Beijing said the national security law for Hong Kong is aimed at tackling separatist activity, terrorism, subversion, and collusion with foreign forces. But one of the key factors of the law is- Hong Kongers could face life imprisonment if they break the controversial law.

The legislation came into force on Wednesday but the full text was revealed hours later. The national security law was imposed by Beijing following widespread unrest and pro-democracy protests in Hong Kong, effectively undermining Hong Kong's freedom. There's another move looming large over Hong Kong in the form of the Great Firewall, which will be introduced soon.

Carrie Lam
Hong Kong Chief Executive Carrie Lam shakes hands with Chinese President Xi Jinping after she swore her oath of office on the 20th anniversary of the city's handover from British to Chinese rule, in Hong Kong, China, July 1, 2017. Reuters

It was in 1997 that the former British territory was returned to China under a unique agreement to protect certain freedoms that mainland China residents do not enjoy, including freedom of speech. However, Hong Kong leader Carrie Lam has defended the law and said that it filled a "gaping hole" in national security, but as per reports, Beijing-backed politicians admitted that she had not seen the draft of the law before committing.

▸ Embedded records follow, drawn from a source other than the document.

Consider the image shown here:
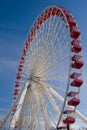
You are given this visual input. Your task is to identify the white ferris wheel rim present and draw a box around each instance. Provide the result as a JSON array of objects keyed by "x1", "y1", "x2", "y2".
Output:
[{"x1": 1, "y1": 6, "x2": 85, "y2": 130}]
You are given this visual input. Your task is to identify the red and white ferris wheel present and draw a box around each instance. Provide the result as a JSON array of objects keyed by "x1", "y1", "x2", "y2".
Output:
[{"x1": 1, "y1": 6, "x2": 87, "y2": 130}]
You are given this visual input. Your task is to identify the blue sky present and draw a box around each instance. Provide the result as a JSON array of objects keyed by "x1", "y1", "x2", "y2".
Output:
[{"x1": 0, "y1": 0, "x2": 87, "y2": 122}]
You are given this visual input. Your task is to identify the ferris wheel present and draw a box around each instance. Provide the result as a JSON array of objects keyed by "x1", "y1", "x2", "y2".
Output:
[{"x1": 1, "y1": 6, "x2": 87, "y2": 130}]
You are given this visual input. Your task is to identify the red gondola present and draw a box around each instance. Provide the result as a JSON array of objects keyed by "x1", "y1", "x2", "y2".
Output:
[
  {"x1": 22, "y1": 49, "x2": 27, "y2": 56},
  {"x1": 63, "y1": 110, "x2": 75, "y2": 114},
  {"x1": 15, "y1": 82, "x2": 20, "y2": 87},
  {"x1": 67, "y1": 91, "x2": 79, "y2": 97},
  {"x1": 71, "y1": 60, "x2": 84, "y2": 69},
  {"x1": 70, "y1": 72, "x2": 81, "y2": 79},
  {"x1": 71, "y1": 79, "x2": 83, "y2": 87},
  {"x1": 16, "y1": 73, "x2": 22, "y2": 79},
  {"x1": 20, "y1": 57, "x2": 25, "y2": 64},
  {"x1": 67, "y1": 98, "x2": 80, "y2": 106},
  {"x1": 63, "y1": 117, "x2": 75, "y2": 124}
]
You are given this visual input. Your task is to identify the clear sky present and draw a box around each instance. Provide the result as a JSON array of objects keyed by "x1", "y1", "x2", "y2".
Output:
[{"x1": 0, "y1": 0, "x2": 87, "y2": 123}]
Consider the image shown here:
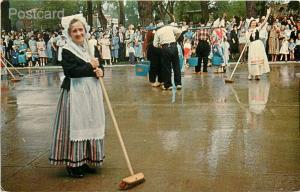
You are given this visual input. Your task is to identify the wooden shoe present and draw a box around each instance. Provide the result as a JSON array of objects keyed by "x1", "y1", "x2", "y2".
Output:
[
  {"x1": 81, "y1": 164, "x2": 97, "y2": 174},
  {"x1": 67, "y1": 167, "x2": 84, "y2": 178}
]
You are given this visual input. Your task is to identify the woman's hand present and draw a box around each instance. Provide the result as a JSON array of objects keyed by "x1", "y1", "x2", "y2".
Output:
[
  {"x1": 267, "y1": 7, "x2": 271, "y2": 15},
  {"x1": 90, "y1": 58, "x2": 99, "y2": 69},
  {"x1": 94, "y1": 67, "x2": 103, "y2": 78}
]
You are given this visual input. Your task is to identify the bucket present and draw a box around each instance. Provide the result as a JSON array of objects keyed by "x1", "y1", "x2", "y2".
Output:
[
  {"x1": 188, "y1": 57, "x2": 198, "y2": 67},
  {"x1": 135, "y1": 61, "x2": 150, "y2": 76}
]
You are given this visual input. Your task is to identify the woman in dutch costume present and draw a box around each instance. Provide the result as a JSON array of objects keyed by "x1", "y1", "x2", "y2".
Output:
[
  {"x1": 49, "y1": 14, "x2": 105, "y2": 178},
  {"x1": 246, "y1": 8, "x2": 271, "y2": 80}
]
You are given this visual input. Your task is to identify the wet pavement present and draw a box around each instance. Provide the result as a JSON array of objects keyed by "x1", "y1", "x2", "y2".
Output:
[{"x1": 1, "y1": 64, "x2": 300, "y2": 192}]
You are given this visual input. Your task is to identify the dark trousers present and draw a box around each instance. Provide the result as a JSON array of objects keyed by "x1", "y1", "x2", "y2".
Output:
[
  {"x1": 195, "y1": 41, "x2": 210, "y2": 72},
  {"x1": 161, "y1": 43, "x2": 181, "y2": 88}
]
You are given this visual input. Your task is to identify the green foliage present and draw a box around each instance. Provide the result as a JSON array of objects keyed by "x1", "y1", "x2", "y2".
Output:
[
  {"x1": 210, "y1": 1, "x2": 246, "y2": 18},
  {"x1": 175, "y1": 1, "x2": 246, "y2": 23}
]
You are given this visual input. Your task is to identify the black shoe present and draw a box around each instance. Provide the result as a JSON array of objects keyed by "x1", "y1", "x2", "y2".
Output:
[
  {"x1": 67, "y1": 167, "x2": 84, "y2": 178},
  {"x1": 81, "y1": 164, "x2": 97, "y2": 173}
]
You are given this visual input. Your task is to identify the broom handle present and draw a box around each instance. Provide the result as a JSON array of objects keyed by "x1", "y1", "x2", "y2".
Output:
[
  {"x1": 3, "y1": 58, "x2": 21, "y2": 75},
  {"x1": 229, "y1": 42, "x2": 248, "y2": 80},
  {"x1": 1, "y1": 59, "x2": 16, "y2": 79},
  {"x1": 99, "y1": 77, "x2": 134, "y2": 175}
]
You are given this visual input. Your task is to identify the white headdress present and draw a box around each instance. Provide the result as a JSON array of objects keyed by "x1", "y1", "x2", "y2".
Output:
[{"x1": 60, "y1": 14, "x2": 94, "y2": 62}]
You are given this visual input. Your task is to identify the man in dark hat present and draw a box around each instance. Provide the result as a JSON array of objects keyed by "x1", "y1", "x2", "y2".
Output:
[
  {"x1": 153, "y1": 17, "x2": 182, "y2": 90},
  {"x1": 195, "y1": 18, "x2": 211, "y2": 74}
]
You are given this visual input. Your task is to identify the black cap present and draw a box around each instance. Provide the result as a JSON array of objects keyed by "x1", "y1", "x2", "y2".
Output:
[{"x1": 154, "y1": 16, "x2": 161, "y2": 23}]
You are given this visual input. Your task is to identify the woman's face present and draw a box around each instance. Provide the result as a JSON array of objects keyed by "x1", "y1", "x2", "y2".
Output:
[{"x1": 69, "y1": 21, "x2": 85, "y2": 44}]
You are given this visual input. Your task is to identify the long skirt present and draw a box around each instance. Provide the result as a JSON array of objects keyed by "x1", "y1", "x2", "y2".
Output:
[
  {"x1": 248, "y1": 40, "x2": 270, "y2": 76},
  {"x1": 49, "y1": 89, "x2": 105, "y2": 167}
]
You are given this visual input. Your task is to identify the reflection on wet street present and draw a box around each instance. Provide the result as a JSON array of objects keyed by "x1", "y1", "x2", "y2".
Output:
[{"x1": 1, "y1": 64, "x2": 300, "y2": 192}]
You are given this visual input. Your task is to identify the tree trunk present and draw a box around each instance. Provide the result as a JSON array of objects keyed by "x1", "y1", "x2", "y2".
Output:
[
  {"x1": 97, "y1": 1, "x2": 107, "y2": 29},
  {"x1": 1, "y1": 0, "x2": 11, "y2": 31},
  {"x1": 138, "y1": 1, "x2": 152, "y2": 26},
  {"x1": 119, "y1": 0, "x2": 125, "y2": 26},
  {"x1": 200, "y1": 1, "x2": 209, "y2": 23},
  {"x1": 246, "y1": 1, "x2": 257, "y2": 18},
  {"x1": 86, "y1": 0, "x2": 93, "y2": 27}
]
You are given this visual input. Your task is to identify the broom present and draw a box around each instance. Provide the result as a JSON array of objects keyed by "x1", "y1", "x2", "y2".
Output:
[
  {"x1": 99, "y1": 77, "x2": 145, "y2": 190},
  {"x1": 225, "y1": 42, "x2": 248, "y2": 83},
  {"x1": 3, "y1": 58, "x2": 24, "y2": 77},
  {"x1": 1, "y1": 59, "x2": 21, "y2": 82}
]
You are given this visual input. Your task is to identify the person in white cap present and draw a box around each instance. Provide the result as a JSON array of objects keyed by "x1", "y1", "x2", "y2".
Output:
[
  {"x1": 49, "y1": 14, "x2": 105, "y2": 178},
  {"x1": 246, "y1": 8, "x2": 271, "y2": 80}
]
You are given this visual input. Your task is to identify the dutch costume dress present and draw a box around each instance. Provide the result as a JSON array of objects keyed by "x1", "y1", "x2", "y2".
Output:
[
  {"x1": 246, "y1": 28, "x2": 270, "y2": 79},
  {"x1": 49, "y1": 14, "x2": 105, "y2": 167}
]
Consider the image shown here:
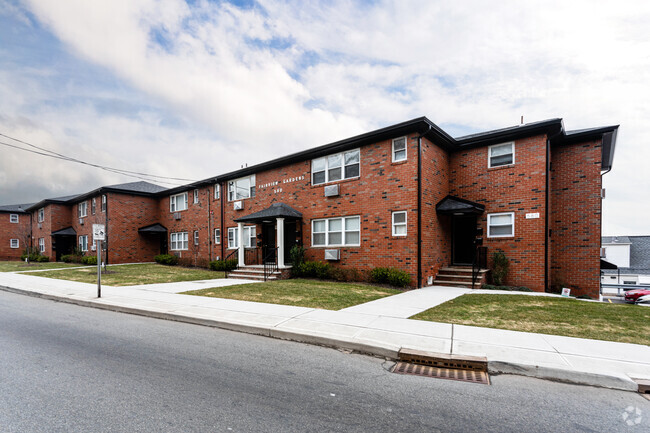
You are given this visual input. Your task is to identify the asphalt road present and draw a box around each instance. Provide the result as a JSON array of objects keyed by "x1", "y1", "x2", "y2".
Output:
[{"x1": 0, "y1": 291, "x2": 650, "y2": 433}]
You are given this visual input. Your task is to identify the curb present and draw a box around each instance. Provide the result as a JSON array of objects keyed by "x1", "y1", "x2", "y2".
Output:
[{"x1": 0, "y1": 286, "x2": 638, "y2": 392}]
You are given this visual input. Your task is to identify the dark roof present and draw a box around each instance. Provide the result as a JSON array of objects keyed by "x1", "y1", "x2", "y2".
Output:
[
  {"x1": 138, "y1": 223, "x2": 167, "y2": 234},
  {"x1": 0, "y1": 203, "x2": 34, "y2": 213},
  {"x1": 235, "y1": 203, "x2": 302, "y2": 223},
  {"x1": 52, "y1": 227, "x2": 77, "y2": 236},
  {"x1": 436, "y1": 195, "x2": 485, "y2": 215}
]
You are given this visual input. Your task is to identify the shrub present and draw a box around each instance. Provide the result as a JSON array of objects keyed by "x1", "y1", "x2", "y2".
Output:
[
  {"x1": 153, "y1": 254, "x2": 178, "y2": 266},
  {"x1": 491, "y1": 251, "x2": 510, "y2": 286}
]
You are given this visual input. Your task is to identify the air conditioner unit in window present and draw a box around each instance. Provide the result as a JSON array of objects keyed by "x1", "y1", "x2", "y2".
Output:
[
  {"x1": 325, "y1": 250, "x2": 341, "y2": 260},
  {"x1": 325, "y1": 184, "x2": 339, "y2": 197}
]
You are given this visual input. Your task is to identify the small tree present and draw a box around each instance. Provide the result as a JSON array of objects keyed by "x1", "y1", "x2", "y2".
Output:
[{"x1": 491, "y1": 251, "x2": 510, "y2": 286}]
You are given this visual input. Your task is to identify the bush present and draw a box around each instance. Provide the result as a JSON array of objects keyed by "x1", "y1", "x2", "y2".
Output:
[
  {"x1": 370, "y1": 267, "x2": 411, "y2": 287},
  {"x1": 153, "y1": 254, "x2": 178, "y2": 266},
  {"x1": 491, "y1": 251, "x2": 510, "y2": 286}
]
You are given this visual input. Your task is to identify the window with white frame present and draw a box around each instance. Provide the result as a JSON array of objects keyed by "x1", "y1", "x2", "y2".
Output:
[
  {"x1": 228, "y1": 174, "x2": 255, "y2": 201},
  {"x1": 169, "y1": 192, "x2": 187, "y2": 212},
  {"x1": 392, "y1": 211, "x2": 406, "y2": 236},
  {"x1": 393, "y1": 137, "x2": 406, "y2": 162},
  {"x1": 311, "y1": 216, "x2": 361, "y2": 247},
  {"x1": 488, "y1": 212, "x2": 515, "y2": 238},
  {"x1": 169, "y1": 232, "x2": 187, "y2": 251},
  {"x1": 77, "y1": 201, "x2": 88, "y2": 218},
  {"x1": 79, "y1": 235, "x2": 88, "y2": 251},
  {"x1": 488, "y1": 142, "x2": 515, "y2": 168},
  {"x1": 228, "y1": 226, "x2": 257, "y2": 249},
  {"x1": 311, "y1": 149, "x2": 360, "y2": 185}
]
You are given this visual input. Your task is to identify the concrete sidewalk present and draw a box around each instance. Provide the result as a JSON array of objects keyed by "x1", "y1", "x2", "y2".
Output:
[{"x1": 0, "y1": 273, "x2": 650, "y2": 391}]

Some two dozen Western countries and NATO expressed concerns over the law. The U.S. and the U.K. have urged China to reconsider the national security law, saying Beijing must preserve rights to assembly and free speech that were agreed upon when Hong Kong was returned to China. But China accused them of interfering in it internal matters and fomenting unrest in Hong Kong.

No Rights, No Freedom

The reaction began the moment the security law was signed by China's President Xi Jinping. Student activist Joshua Wong, who is also the founding member of the pro-democracy group Demosisto, warned that the city would "turn into a secret police state" and said he would be the potential "target" of the new law.

Meanwhile, Ted Hui, an opposition legislator, told BBC, "Our rights are (being) taken away; our freedom is gone; our rule of law, our judicial independence is gone. Beijing's promise to the world that Hong Kong will have a high degree of autonomy is proven to be a lie."

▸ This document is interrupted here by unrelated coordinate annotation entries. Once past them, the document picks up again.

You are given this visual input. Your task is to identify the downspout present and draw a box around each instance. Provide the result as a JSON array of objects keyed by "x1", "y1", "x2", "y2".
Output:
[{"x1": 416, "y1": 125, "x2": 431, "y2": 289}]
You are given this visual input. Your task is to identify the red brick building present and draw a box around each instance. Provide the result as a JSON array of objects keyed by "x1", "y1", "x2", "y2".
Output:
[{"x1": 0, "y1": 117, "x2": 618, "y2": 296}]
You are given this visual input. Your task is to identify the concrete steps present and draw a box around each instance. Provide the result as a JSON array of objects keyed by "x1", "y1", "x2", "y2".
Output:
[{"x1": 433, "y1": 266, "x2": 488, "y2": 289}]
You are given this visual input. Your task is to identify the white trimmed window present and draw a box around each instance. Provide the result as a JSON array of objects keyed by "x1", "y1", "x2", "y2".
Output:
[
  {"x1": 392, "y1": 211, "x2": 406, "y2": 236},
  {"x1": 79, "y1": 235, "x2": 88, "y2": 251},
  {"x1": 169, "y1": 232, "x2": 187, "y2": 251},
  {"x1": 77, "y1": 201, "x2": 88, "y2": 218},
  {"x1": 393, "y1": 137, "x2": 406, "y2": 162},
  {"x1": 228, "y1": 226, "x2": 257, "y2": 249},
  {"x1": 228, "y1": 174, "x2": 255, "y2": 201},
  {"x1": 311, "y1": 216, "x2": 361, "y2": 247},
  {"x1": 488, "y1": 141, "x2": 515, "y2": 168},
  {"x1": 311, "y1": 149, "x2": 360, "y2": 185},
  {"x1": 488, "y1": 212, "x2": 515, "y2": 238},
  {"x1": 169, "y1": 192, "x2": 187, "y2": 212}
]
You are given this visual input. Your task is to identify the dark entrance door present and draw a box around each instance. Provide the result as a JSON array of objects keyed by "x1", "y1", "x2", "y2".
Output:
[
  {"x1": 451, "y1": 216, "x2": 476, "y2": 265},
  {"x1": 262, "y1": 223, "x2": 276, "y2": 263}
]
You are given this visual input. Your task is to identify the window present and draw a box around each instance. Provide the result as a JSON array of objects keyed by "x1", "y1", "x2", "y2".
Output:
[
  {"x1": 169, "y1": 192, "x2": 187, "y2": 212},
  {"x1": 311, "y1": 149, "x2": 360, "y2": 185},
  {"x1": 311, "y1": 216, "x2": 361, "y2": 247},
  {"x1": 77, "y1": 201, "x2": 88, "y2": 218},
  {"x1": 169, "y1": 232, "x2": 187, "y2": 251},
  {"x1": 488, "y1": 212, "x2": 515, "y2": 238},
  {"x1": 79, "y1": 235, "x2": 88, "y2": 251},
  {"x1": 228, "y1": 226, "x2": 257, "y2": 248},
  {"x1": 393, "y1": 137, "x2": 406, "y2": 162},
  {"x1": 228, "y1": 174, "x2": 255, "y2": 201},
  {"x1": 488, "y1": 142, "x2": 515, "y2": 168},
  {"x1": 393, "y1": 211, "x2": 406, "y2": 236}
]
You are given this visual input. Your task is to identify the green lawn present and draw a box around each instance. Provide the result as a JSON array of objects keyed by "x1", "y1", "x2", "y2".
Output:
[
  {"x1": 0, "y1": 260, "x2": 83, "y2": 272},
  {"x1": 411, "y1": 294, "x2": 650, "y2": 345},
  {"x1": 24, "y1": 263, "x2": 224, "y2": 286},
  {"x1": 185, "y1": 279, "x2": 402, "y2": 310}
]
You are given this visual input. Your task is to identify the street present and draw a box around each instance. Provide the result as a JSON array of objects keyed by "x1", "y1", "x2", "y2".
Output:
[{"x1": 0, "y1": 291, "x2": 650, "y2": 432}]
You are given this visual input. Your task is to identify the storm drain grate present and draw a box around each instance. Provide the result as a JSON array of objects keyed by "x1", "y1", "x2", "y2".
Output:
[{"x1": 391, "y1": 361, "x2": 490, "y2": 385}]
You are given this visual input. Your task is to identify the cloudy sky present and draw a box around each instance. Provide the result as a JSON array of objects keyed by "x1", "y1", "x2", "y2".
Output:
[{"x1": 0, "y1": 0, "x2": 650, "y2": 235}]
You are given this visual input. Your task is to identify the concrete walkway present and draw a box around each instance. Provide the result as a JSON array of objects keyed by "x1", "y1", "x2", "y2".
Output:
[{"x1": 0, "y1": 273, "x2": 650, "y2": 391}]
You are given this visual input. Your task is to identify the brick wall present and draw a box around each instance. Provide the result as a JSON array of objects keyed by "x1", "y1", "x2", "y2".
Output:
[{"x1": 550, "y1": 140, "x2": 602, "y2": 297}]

Dozens of people have been arrested in Hong Kong on Wednesday after the new law came into effect. Hong Kong police confronted a group of demonstrators gathered in the city center. At least 30 people were arrested for "unlawful assembly, violating the security law, obstructing police and possession of weapons". Those arrested included a man who was carrying a "Hong Kong Independence" flag.

Zhang Xiaming of the Hong Kong and Macau Affairs Office of the State Council defended it announcing, "We Chinese will not be scared by anyone. Gone are the days when we had to take cues from others."

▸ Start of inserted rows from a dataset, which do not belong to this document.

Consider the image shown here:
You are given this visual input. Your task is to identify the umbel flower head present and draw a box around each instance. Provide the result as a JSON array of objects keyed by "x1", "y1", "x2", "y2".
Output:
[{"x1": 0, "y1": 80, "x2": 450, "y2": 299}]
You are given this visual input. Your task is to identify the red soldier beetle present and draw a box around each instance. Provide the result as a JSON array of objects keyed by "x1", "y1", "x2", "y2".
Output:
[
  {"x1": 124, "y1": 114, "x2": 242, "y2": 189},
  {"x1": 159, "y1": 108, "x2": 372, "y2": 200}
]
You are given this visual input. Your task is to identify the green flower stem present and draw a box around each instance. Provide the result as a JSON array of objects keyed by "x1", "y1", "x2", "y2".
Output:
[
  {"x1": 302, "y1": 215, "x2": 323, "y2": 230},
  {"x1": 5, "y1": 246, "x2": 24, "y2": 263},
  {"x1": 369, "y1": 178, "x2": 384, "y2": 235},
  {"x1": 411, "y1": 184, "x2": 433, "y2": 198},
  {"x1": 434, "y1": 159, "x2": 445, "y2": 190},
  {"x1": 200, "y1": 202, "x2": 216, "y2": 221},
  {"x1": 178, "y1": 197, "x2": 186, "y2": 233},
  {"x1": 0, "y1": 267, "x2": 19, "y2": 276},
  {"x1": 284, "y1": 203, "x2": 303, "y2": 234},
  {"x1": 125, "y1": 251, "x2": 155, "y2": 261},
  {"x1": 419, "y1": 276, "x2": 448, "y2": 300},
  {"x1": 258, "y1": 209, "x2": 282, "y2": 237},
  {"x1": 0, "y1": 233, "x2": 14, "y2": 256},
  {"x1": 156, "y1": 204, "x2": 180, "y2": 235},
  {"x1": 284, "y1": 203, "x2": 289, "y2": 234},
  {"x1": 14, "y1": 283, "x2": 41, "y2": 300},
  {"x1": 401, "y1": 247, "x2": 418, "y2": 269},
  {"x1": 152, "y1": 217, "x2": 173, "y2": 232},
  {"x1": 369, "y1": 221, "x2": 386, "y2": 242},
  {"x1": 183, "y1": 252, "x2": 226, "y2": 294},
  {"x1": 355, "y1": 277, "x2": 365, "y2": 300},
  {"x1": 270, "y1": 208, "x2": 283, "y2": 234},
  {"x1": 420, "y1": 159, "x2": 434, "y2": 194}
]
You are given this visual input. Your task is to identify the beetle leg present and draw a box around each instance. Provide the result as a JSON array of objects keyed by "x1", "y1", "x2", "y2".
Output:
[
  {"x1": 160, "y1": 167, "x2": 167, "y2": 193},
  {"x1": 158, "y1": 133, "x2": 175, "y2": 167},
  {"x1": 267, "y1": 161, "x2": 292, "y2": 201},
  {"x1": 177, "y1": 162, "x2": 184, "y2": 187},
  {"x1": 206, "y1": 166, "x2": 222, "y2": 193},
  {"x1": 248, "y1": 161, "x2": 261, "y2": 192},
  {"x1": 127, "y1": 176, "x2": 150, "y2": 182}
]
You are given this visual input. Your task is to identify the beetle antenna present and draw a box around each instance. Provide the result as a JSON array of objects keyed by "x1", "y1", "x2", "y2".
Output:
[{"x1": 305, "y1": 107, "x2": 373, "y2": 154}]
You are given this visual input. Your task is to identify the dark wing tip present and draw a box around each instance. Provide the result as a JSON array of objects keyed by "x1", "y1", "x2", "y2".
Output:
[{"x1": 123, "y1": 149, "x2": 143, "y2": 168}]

Key Features of National Security Law

52 Countries Welcomed The Move?

As per the Chinese news organization CGTN, speaking at the 44th session of the United Nations Human Rights Council on Tuesday, June 30, Cuba on behalf of 52 countries welcomed its adoption. A representative of the communist-ruled country Cuba read out a joint statement signed by 52 countries as below:

"Non-interference in internal affairs of sovereign states is an essential principle enshrined in the Charter of the United Nations and a basic norm of international relations.

"In any country, the legislative power on national security issues rests with State, which in essence is not a human rights issue and therefore not subject to discussion at the Human Rights Council. We believe that every country has the right to safeguard its national security through legislation, and commend relevant steps taken for this purpose.

"In this context, we welcome the adoption of the decision by China's legislature to establish and improve a legal framework and enforcement mechanisms for the Hong Kong Special Administrative Region (HKSAR) for the purpose of safeguarding national security, as well as China's reaffirmation of adherence to 'One Country, Two Systems' guideline."